Peter Sperry

1. We would recognize the critical role of foundational knowledge to innovators and provide rigerous, tested, education in the basics. Pablo Picasso, the greatest art innovator of his generation, had nothing but contempt for artists who jumped into cubism or post modernism without first learning to draw. His admonition was to “master the rules of painting so you will know how to break them artistically”. Look at the history of great innovators in any field and the overwhelming majority of them were recogonized masters of the existing craft. They needed such credability in order to secure the resources to go beyond.
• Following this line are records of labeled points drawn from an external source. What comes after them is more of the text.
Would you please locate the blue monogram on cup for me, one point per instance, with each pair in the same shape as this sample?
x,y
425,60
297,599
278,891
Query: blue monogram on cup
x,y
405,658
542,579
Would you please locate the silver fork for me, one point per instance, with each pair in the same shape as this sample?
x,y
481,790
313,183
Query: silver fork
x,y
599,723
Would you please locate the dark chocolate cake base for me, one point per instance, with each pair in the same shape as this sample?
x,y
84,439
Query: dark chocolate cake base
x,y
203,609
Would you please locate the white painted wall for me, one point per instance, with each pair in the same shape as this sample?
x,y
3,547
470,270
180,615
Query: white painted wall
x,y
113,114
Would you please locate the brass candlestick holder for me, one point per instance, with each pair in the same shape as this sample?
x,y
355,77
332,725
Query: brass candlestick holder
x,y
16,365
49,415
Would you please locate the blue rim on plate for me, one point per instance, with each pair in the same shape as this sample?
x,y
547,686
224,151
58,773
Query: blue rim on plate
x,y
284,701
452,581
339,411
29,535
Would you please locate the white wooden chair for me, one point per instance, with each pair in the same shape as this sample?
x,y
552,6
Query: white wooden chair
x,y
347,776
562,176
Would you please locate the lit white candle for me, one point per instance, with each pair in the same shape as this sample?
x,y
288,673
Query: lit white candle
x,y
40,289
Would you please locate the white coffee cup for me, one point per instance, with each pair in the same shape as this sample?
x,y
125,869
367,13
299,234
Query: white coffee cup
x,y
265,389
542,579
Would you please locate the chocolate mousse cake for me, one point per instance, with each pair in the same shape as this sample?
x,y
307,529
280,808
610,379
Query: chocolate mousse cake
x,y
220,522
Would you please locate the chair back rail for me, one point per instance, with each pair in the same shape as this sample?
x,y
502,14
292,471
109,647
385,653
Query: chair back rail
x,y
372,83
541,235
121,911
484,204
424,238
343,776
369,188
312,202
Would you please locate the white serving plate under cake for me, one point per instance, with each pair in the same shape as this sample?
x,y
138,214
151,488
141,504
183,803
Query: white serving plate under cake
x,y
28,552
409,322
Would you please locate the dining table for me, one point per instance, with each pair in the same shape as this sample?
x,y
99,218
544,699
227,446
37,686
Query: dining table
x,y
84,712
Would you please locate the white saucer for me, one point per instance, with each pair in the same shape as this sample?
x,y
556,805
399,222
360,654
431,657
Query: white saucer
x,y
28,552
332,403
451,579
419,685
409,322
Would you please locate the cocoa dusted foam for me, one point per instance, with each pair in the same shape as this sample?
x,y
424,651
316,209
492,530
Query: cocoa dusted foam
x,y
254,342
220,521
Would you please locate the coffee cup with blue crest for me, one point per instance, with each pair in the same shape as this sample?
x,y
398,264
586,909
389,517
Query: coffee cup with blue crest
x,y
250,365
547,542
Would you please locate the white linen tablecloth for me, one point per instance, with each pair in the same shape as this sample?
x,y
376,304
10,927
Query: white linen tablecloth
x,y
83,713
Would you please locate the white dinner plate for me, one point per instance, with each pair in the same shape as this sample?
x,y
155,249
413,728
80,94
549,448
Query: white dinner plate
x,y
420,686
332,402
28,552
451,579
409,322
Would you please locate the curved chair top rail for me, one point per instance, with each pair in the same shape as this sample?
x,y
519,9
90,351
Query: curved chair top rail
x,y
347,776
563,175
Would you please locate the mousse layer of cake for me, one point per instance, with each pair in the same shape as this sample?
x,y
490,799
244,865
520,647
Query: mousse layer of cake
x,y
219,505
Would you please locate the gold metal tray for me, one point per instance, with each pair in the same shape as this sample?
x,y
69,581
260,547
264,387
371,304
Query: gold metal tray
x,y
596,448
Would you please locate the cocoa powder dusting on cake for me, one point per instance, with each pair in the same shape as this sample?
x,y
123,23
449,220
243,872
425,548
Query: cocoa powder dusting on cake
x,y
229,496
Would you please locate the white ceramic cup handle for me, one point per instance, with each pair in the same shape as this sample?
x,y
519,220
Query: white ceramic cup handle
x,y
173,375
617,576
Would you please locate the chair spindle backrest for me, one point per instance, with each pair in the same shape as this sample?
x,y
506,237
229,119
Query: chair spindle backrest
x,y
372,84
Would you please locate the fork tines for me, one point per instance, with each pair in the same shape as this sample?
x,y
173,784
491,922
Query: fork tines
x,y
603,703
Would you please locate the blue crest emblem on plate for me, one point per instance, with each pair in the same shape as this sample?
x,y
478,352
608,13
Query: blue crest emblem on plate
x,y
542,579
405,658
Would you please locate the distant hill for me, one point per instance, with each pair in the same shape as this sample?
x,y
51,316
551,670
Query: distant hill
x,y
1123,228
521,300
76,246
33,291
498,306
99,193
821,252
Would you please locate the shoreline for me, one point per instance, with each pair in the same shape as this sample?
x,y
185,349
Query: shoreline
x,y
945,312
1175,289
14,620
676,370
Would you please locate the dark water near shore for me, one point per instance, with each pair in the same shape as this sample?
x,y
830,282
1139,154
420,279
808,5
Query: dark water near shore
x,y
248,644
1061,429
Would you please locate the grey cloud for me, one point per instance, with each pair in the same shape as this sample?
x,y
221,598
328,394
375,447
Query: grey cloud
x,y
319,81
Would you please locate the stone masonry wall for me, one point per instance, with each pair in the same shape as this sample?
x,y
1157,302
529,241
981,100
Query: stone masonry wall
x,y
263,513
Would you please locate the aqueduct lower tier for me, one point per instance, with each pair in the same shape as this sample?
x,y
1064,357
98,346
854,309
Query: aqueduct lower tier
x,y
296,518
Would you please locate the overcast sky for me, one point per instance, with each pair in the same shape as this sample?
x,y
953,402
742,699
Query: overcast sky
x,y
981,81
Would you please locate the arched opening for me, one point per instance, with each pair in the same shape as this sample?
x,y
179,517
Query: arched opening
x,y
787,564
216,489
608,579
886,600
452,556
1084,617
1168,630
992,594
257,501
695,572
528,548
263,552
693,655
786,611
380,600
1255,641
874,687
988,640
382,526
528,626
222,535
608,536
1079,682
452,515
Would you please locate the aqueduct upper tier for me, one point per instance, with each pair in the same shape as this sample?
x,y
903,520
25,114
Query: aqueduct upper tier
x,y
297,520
2. Maintain copious, detailed records of past efforts regardless of success or failure. Edison explained that he never failed in the search for the most efficient filliment for light bulbs. He simply identified 10,000 substances which didn’t work. GE innovators 100 years later have a record of which substences to ignore as they seek to improve lighting. Innovation should not be an excuse for repeating past mistakes.

3. Conduct through after action reviews of all efforts to record why they succeeded or failed. Reward success. Recognize and praise noble efforts which fail for unforeseable reasons beyond control of the innovators. Identify issues unsuccessful innovators should have been able to anticipate or which they simply failed to control.

4. Be very public in providing innovators behind noble failures an opportunity to try again or take on a different project. Be equally public in denying these opportunities to sloppy innovators who failed to plan or control their projects.

5. Measure and reward innovation based on whether positive results are derived from purposful action or luck and the dgree to which they can be replicated by those who follow.